So close to admission that his shoe is already inside, eh? No. A candidate or competitor who is certain to succeed is a shoo-in. Random House says the expression dates from the late 1940s, but that was really when it went straight and made a new life for itself.

According to Safire’s Political Dictionary, shoo-in has a racing background, and a shady one at that. “When jockeys form a ‘ring’ and bet on a single horse, they hold back their own mounts and ‘chase in’ or ‘shoo in’ the horse selected to be the winner. ‘Racing Maxims and Methods of Pittsburgh Phil’, published in 1908, points out: ‘There were many times presumably that Tod would win through such manipulations, being “shooed in,” as it were. In ‘The Underworld Speaks’ (1935), A. J. Pollack defines shoo-in as ‘a horse race in which the winner is the only horse trying.’ ”

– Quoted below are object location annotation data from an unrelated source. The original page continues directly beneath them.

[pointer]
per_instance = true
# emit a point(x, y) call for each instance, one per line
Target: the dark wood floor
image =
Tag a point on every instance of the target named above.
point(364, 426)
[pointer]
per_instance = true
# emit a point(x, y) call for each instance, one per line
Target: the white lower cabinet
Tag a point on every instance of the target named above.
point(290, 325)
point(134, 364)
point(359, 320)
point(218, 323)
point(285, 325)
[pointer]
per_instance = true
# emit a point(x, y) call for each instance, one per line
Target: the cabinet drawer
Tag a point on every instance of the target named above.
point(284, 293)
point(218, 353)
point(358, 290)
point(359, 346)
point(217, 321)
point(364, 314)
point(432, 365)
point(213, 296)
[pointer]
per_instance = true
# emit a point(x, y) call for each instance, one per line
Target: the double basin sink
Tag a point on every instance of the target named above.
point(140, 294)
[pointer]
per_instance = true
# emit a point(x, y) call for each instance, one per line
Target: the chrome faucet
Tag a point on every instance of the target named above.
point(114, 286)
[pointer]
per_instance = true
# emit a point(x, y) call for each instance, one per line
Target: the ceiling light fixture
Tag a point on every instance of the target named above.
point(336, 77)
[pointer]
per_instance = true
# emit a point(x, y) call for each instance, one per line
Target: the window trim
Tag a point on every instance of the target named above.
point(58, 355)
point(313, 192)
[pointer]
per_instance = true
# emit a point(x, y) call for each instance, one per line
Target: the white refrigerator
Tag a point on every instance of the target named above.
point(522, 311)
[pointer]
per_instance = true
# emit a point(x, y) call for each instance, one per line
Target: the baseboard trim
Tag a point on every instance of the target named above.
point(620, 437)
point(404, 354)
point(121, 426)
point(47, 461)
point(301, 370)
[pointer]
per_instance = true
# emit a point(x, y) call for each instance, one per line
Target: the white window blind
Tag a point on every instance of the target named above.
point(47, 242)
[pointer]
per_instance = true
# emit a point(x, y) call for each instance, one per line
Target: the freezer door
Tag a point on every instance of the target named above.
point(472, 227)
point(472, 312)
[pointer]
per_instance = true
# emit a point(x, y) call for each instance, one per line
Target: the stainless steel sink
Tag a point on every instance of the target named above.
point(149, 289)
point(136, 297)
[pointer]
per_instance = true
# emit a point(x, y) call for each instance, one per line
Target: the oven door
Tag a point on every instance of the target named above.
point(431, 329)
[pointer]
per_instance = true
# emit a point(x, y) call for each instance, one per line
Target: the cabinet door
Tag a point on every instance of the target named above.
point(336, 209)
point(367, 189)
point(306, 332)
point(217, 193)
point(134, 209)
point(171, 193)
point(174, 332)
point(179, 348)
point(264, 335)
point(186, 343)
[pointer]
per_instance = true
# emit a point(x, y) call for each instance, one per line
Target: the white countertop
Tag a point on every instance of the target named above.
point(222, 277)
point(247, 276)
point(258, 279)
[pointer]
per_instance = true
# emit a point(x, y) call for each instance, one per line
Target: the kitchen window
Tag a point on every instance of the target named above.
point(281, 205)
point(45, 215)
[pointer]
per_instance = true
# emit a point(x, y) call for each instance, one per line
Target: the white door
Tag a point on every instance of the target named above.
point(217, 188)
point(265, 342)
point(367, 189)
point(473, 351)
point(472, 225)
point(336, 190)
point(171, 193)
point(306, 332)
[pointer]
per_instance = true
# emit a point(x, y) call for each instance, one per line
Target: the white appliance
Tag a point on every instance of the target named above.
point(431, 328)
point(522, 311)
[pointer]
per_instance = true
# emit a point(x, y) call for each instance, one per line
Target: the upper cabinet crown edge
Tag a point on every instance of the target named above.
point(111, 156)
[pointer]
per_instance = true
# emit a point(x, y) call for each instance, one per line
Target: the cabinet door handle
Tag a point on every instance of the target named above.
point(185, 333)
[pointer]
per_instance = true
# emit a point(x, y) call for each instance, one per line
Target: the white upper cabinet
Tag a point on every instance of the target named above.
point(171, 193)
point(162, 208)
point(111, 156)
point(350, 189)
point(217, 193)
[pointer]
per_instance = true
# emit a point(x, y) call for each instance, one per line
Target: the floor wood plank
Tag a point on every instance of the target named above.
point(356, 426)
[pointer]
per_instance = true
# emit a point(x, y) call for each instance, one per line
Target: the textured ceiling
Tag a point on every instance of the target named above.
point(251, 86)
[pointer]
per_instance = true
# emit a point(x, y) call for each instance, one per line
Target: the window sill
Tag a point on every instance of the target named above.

It was in the 1940s that the word began to be used in politics, but without its crooked connotation, meaning only “sure thing.”

“Taft Appears to Be Shoo-in for Top Senate Job” the San Francisco News headlined in 1948, and that same year Life predicted “Dewey looks like a shoo-in for the presidency.”

A judge and a college professor both questioned a headline on an Arkansas Times column June 8 — “Who do they represent?” Both suggest that who should be whom, and strictly speaking, they are correct. But in actual usage, there’s been a trend away from whom for years, and many people believe it sounds pretentious today. Others think that figuring out whether who or whom is correct requires more effort than they want to expend. Success With Words recommends a middle course between those who always use whom and those who never do: “Use whom in highly formal contexts such as academic theses and ceremonial speeches, but ignore it in everyday talk. Where you draw the line in, say, business correspondence or reportage is a matter of personal style.”

Bo Diddly’s style didn’t allow him to sing “Whom Do You Love?”.